Despite its radical departure from mainstream general-purpose processor design, Cell is particularly compelling because it will be produced at such high volumes that it could be cost-competitive with commodity CPUs. At the same time, the slowing pace of commodity microprocessor clock rates and increasing chip power demands have become a concern to computational scientists, encouraging the community to consider alternatives like STI Cell. The authors examined the potential of using the forthcoming STI Cell processor as a building block for future high-end parallel systems by investigating performance across several key scientific computing kernels: dense matrix multiply, sparse matrix vector multiply, stencil computations on regular grids, as well as 1D and 2D fast Fourier transformations.
According to the authors, the current implementation of Cell is most often noted for its extremely high performance single-precision (32-bit) floating performance, but the majority of scientific applications require double precision (64-bit). Although Cell’s peak double-precision performance is still impressive relative to its commodity peers (eight SPEs at 3.2 GHz = 14.6 Gflop/s), the group quantified how modest hardware changes, which they named Cell+, could improve double-precision performance.
The authors developed a performance model for Cell and used it to show direct comparisons of Cell with the AMD Opteron, Intel Itanium2 and Cray X1 architectures. The performance model was then used to guide implementation development that was run on IBM’s Full System Simulator in order to provide even more accurate performance estimates.
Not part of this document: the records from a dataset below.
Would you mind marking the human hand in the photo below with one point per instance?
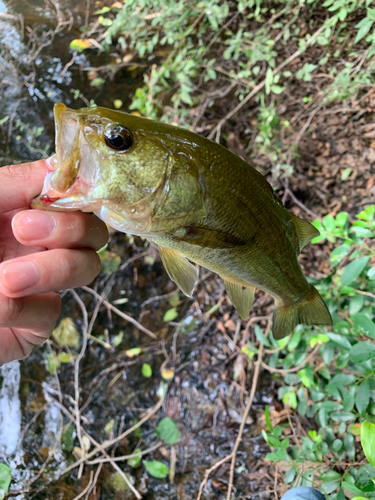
(40, 253)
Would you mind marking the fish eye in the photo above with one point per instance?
(118, 138)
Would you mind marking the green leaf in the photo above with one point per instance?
(170, 315)
(290, 475)
(362, 232)
(342, 416)
(363, 396)
(110, 260)
(67, 438)
(269, 80)
(364, 28)
(156, 468)
(96, 82)
(363, 351)
(277, 89)
(66, 334)
(5, 478)
(371, 13)
(356, 304)
(349, 443)
(135, 461)
(168, 430)
(368, 441)
(342, 219)
(349, 398)
(268, 419)
(363, 479)
(363, 324)
(65, 357)
(338, 254)
(350, 487)
(345, 174)
(342, 379)
(330, 486)
(353, 270)
(104, 10)
(330, 475)
(260, 336)
(146, 370)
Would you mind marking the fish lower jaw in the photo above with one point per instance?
(124, 222)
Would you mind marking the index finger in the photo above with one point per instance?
(19, 184)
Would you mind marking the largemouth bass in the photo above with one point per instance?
(192, 197)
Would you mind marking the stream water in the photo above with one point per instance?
(35, 438)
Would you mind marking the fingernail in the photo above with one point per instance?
(34, 225)
(17, 276)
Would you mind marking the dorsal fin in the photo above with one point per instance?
(242, 297)
(305, 231)
(180, 270)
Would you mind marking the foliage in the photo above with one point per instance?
(339, 393)
(5, 478)
(198, 52)
(156, 469)
(168, 430)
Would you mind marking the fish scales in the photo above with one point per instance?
(194, 198)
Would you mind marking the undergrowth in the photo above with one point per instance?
(211, 55)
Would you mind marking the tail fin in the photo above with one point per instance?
(310, 311)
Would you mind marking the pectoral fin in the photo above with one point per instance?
(242, 297)
(305, 231)
(210, 238)
(180, 270)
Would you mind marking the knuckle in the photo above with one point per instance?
(11, 310)
(67, 265)
(14, 171)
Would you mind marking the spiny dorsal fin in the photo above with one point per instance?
(242, 297)
(180, 270)
(305, 231)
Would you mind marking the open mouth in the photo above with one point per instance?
(68, 185)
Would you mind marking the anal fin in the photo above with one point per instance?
(180, 270)
(312, 310)
(242, 297)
The authors argue that Cell’s three-level memory architecture, which decouples main memory accesses from computation and is explicitly managed by the software, provides several advantages over mainstream cache-based architectures. First, performance is more predictable, because the load time from an SPE’s local store is constant. Second, long block transfers from off-chip DRAM can achieve a much higher percentage of memory bandwidth than individual cache-line loads. Finally, for predictable memory access patterns, communication and computation can be effectively overlapped by careful scheduling in software.
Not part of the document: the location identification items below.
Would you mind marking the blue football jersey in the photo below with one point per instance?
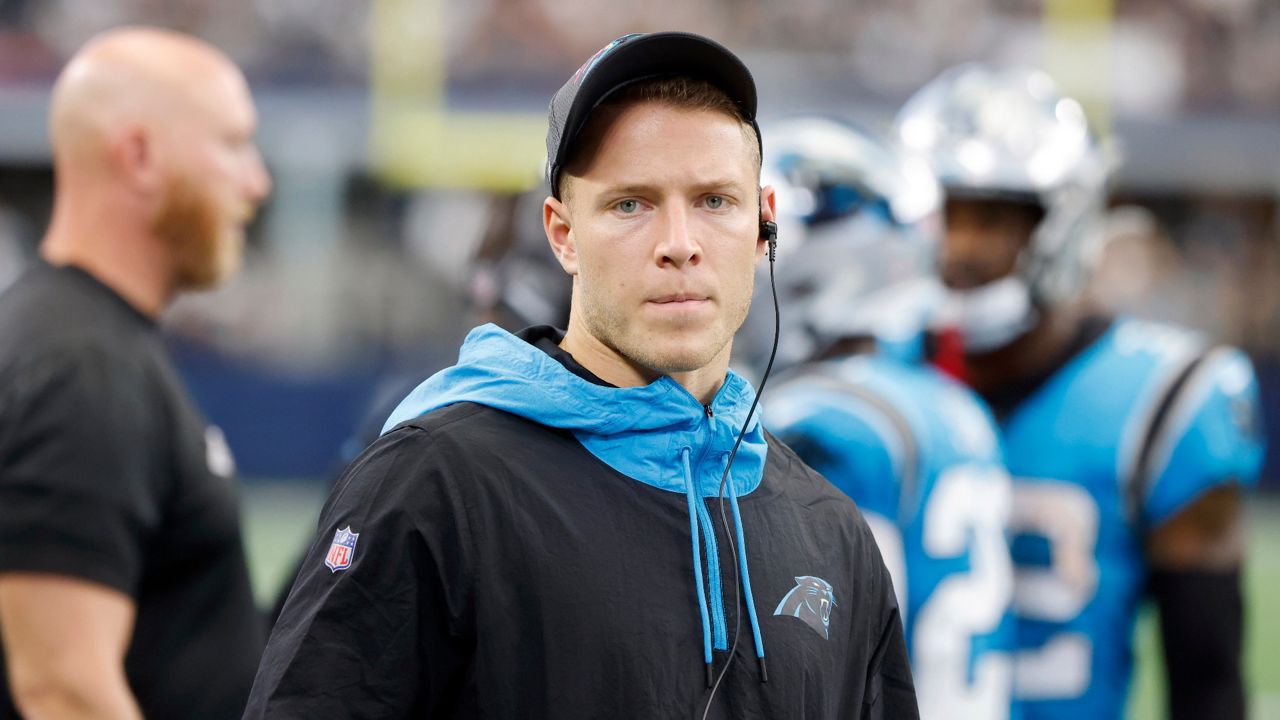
(1119, 440)
(919, 455)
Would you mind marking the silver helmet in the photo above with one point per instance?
(1009, 133)
(856, 231)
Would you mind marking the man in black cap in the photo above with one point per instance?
(593, 523)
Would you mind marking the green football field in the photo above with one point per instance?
(279, 519)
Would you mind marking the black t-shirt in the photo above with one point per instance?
(109, 473)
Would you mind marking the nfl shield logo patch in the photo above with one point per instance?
(342, 550)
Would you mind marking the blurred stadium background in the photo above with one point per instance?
(398, 133)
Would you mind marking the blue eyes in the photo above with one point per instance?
(631, 205)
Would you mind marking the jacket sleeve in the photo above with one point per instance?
(890, 693)
(376, 623)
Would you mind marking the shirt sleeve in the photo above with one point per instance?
(1212, 436)
(855, 446)
(81, 468)
(378, 620)
(890, 692)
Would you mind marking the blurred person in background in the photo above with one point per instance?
(123, 584)
(914, 449)
(533, 534)
(515, 282)
(1130, 443)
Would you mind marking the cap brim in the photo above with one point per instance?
(661, 54)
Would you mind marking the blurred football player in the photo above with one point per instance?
(1129, 442)
(913, 447)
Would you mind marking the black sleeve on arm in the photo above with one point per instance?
(1201, 619)
(890, 693)
(388, 636)
(82, 468)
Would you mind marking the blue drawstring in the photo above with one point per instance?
(699, 516)
(691, 496)
(717, 600)
(746, 579)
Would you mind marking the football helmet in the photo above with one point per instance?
(1010, 135)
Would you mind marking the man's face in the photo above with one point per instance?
(216, 185)
(664, 235)
(983, 240)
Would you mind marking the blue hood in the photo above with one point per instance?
(638, 431)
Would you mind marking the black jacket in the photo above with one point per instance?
(501, 569)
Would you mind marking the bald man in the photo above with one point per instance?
(123, 586)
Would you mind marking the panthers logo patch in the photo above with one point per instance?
(810, 601)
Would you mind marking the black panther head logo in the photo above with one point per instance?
(810, 601)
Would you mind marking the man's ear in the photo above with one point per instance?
(560, 233)
(768, 212)
(135, 155)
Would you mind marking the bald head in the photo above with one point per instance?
(154, 160)
(132, 78)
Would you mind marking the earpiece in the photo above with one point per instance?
(769, 233)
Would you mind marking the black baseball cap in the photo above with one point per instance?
(635, 58)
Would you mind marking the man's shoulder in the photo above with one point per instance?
(794, 479)
(452, 437)
(49, 315)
While their current analysis uses hand-optimized code on a set of small scientific kernels, the results are striking. On average, Cell is eight times faster and at least eight times more power efficient than current Opteron and Itanium processors, despite the fact that Cell’s peak double-precision performance is fourteen times slower than its peak single-precision performance. If Cell were to include at least one fully utilizable pipelined double-precision floating point unit, as proposed in their Cell+ implementation, these speedups would easily double.
The full paper can be read at http://www.cs.berkeley.edu/~samw/projects/cell/CF06.pdf.
Integrated Performance Monitoring tool adopted by other HPC centers
Although supercomputing centers around the country operate different architectures and support separate research communities, they face a common challenge in making the most effective use of resources to maximize productivity. One method for doing this is to analyze the performance of various applications to identify the bottlenecks. Once identified, these performance speedbumps can often be smoothed out to get the application to run faster and improve utilization. This is especially important as applications and architectures scale to thousands or tens of thousands of processors.
In 2005 David Skinner, then a member of NERSC’s User Services Group (he now leads the Open Software and Programming Group), introduced Integrated Performance Monitoring, or IPM. IPM is a portable profiling infrastructure that provides a performance summary of the computation and communication in a parallel program. IPM has extremely low overhead, is scalable to thousands of processors, and was designed with a focus on ease of use, requiring no source code modification (see http://www.nersc.gov/nusers/resources/software/tools/ipm.php).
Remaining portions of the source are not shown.